Thanks, Alex, for your questions. On the second question, let me just take care of that one and then come back to the expenses. The comment that we believe we have a recommended Phase 2 candidate dose in hand was specifically with regard to lung cancer, where we already have a response rate that's in the zone of where it needs to be and where that is generally better correlated with durability, so we can make some good assumptions now, continue planning, and allow the data to catch up with it in 2024. The question about 500 milligrams and higher really has to do with pancreatic ductal adenocarcinoma, but we haven't declared that we have a recommended Phase 2 dose in hand. In fact, we've made it pretty clear we want to see what happens not only at 300, but at 400 milligrams. As we commented earlier, if we clear that dose level and the dose selection committee wants to advance to 500 milligrams, then that's what we'll do. So just to separate the two statements, they really don't go together; they're on different concepts. Expense ramp. Jack, do you want to comment on it?

Yeah. We haven't necessarily given out any specifics on forward-looking expense guidance outside of our 2023 net loss guidance. But it is fair to say that our expenses will increase from current levels. We are going to be making investments in these programs. We do need some more data in order to fully understand what those investments are. I think your question is whether we're going to be judicious and with our spend. We obviously need to make investments, but we're going to be wise about this on a forward basis, but we haven't given any specifics.

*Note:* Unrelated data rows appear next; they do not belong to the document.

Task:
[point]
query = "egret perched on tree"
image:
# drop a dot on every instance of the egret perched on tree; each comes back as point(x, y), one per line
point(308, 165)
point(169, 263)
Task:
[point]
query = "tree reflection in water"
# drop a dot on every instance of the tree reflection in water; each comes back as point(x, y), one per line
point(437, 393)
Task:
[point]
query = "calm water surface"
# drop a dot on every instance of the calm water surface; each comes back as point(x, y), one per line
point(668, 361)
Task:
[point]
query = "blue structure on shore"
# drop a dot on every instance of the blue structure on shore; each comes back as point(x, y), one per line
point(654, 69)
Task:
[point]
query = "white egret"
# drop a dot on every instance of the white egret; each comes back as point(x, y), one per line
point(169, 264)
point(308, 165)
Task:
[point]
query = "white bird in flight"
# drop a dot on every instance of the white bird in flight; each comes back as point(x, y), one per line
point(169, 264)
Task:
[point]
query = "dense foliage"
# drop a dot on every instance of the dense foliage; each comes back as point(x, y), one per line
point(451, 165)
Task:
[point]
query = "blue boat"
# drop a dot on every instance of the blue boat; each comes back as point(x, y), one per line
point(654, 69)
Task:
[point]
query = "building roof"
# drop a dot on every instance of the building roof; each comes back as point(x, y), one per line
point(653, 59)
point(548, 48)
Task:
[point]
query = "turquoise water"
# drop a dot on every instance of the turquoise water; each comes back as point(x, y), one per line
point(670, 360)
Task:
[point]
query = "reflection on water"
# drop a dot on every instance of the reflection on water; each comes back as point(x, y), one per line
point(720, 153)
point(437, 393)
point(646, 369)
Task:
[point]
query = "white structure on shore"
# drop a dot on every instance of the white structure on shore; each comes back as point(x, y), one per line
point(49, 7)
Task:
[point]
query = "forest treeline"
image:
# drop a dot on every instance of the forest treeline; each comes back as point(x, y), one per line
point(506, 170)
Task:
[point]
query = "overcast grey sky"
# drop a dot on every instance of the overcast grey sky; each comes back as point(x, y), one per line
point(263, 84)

If I could just build on Jack's last comment, the whole point of the transaction is to give us the capital to make the investments in 2024 and 2025 and beyond that we really need to make in order to maximize value creation by evaluating these first two, three compounds in the right settings and to evaluate them aggressively in a competitive environment, taking into account also all the downstream commercial considerations and regulatory context, exclusivity, and pricing, and so on. We will be increasing our spending; there's no doubt. But I think it will increase our productivity and maximize value creation. Our focus is not immediately on porting the capital, but at the same time, obviously, we'll make data-driven decisions, and we have lots of internal checks and balances to ensure that if we do so, we do it in close alignment with a compelling strategy.

Thank you.

And I would now like to turn the conference back to Dr. Mark Goldsmith for closing remarks.

Thank you, operator. Thanks to everyone for participating today. We appreciate your continued support of Revolution Medicines.

This concludes today's conference. Thank you for participating. You may now disconnect.